Pop-Ups sind nervig? Nicht immer!

Wir alle klicken sie automatisch weg, wenn Sie erscheinen—Pop-Ups! Moderne Pop-Up-Blocker schützen uns vor tausenden von ihnen und machen so unsere Nutzererfahrung in der Online-Welt angenehmer. Doch vor nicht allzu langer Zeit wurde der durchschnittliche Nutzer fast täglich zum „glücklichen Gewinner“ eines Gewinnspiels gekürt.

Das war wahrscheinlich auch der Zeitpunkt, an dem Menschen begannen, eine Abneigung gegenüber solchen Dialogfenstern zu entwickeln. Wer möchte schon ständig mit ihnen konfrontiert werden, wenn man doch auf der Suche nach etwas ganz anderem ist?

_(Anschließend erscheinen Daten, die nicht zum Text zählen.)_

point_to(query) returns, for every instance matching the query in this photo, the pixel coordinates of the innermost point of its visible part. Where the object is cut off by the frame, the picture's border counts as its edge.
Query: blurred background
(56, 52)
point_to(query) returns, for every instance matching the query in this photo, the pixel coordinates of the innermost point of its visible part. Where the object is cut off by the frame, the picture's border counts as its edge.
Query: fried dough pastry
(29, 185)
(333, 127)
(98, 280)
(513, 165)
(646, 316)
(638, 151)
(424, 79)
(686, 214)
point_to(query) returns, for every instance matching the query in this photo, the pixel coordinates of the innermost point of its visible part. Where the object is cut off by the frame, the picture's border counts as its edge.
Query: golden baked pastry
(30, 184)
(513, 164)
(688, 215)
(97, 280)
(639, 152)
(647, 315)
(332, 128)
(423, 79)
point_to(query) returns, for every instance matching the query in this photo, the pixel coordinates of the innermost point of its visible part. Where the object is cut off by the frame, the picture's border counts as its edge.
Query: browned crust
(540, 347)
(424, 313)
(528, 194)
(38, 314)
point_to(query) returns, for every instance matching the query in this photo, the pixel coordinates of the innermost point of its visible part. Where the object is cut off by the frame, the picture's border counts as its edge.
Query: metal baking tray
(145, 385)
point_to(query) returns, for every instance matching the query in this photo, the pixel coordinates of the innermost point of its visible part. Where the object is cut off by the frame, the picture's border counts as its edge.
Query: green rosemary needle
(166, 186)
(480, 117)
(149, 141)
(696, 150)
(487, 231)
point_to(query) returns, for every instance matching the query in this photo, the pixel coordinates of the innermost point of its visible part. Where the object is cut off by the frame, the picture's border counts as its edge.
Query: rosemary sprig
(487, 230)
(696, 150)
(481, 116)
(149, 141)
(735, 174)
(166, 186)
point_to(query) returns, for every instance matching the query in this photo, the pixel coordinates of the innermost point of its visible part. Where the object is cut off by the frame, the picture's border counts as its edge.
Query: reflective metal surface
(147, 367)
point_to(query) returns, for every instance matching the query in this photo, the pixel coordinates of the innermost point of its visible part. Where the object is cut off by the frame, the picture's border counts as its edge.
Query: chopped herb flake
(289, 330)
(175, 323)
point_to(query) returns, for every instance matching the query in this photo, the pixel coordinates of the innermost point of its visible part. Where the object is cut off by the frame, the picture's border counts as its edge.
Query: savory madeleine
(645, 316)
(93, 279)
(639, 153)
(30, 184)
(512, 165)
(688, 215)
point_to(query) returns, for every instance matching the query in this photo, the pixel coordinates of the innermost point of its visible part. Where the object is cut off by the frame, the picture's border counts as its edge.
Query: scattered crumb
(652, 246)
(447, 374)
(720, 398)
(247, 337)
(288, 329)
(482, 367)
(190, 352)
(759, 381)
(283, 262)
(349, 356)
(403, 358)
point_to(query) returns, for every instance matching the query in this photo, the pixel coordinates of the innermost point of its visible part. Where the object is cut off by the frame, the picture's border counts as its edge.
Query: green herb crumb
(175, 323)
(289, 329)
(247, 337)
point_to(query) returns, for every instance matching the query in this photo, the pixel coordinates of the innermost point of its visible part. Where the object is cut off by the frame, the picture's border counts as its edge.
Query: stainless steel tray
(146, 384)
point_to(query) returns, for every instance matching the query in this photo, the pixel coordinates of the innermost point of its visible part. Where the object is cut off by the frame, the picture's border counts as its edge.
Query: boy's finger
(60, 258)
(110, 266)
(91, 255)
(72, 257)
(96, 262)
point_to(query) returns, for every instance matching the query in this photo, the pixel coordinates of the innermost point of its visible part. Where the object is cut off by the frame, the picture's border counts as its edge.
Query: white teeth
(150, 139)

Auch Vermarktern sind Pop-Ups oftmals ein Dorn im Auge—wie soll man authentischen Content in der Form von Pop-Ups an den Kunden bringen, wenn diese sofort weggeklickt werden, weil ihr Ruf durch irrelevante Fake-Werbeanzeigen beschmiert ist?

(Ganz nebenbei gelten Cookie-Hinweise im Allgemeinen auch als Pop-Ups. Doch diese sind aufgrund der DSGVO-Bestimmungen aus dem Jahr 2018 auf den meisten Webseiten Pflicht und müssen mit expliziter Einwilligung weggeklickt werden.)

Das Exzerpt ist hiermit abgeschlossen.